Concerns over the scandal surrounding the resignation of Michael Flynn and the apparent difficulty in appointing a new national security advisor failed to keep the US Dollar on a downtrend.
Investors have remained persistently optimistic regarding the possibility of fiscal stimulus, even in the absence of any firm plan.
This has maintained the underlying bullish trend of the US Dollar, particularly as the general sense of market risk appetite weakened.
As the Philadelphia Fed business outlook unexpectedly surged from 23.6 to 43.3 in February, defying forecasts of a sharp dip, there seemed to be little cause to sell the ‘Greenback’ towards the close of the week.
With the odds of a March interest rate hike from the Federal Reserve already heightened by recent policymaker commentary the appeal of the US Dollar could remain bullish.
In that respect, the US Dollar Pound (USD GBP) exchange rate is likely to see volatility ahead of the release of the Fed’s February meeting minutes.
As analysts at RBC Capital Markets noted:
‘The economic release calendar in the US is very light in this holiday-shortened week, which means that the lone highlight may garner more attention than it deserves. The FOMC Minutes are likely to come and go with little new information beyond what we already learned from Yellen during her Congressional testimony.’
If the minutes indicate that a majority of policymakers could be inclined to raise interest rates sooner rather than later USD exchange rates could trend higher.

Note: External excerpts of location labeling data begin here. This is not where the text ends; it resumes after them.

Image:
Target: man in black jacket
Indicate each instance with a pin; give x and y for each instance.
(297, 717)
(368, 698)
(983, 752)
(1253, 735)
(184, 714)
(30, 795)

However, any signs of caution within the Federal Open Market Committee (FOMC) could diminish the odds of a March hike and limit demand for the ‘Greenback’.
Demand for the Pound, meanwhile, is likely to remain on a weaker footing as concerns over the health of the UK economy mount.
Friday’s unexpectedly weak retail sales figures weighed heavily on Sterling, signalling that consumer spending has already begun to weaken even before the increased squeeze on earnings.
Although no real change is expected from the second revision of the fourth quarter gross domestic product report this could offer the Pound a rallying point.
Any signs of continued resilience within the domestic economy could boost Sterling’s appeal, putting pressure on the USD GBP exchange rate.
Brexit-based developments could also influence the Pound in the near future, particularly if the House of Lords opts to amend the government’s Article 50 bill and trigger a game of parliamentary ping-pong.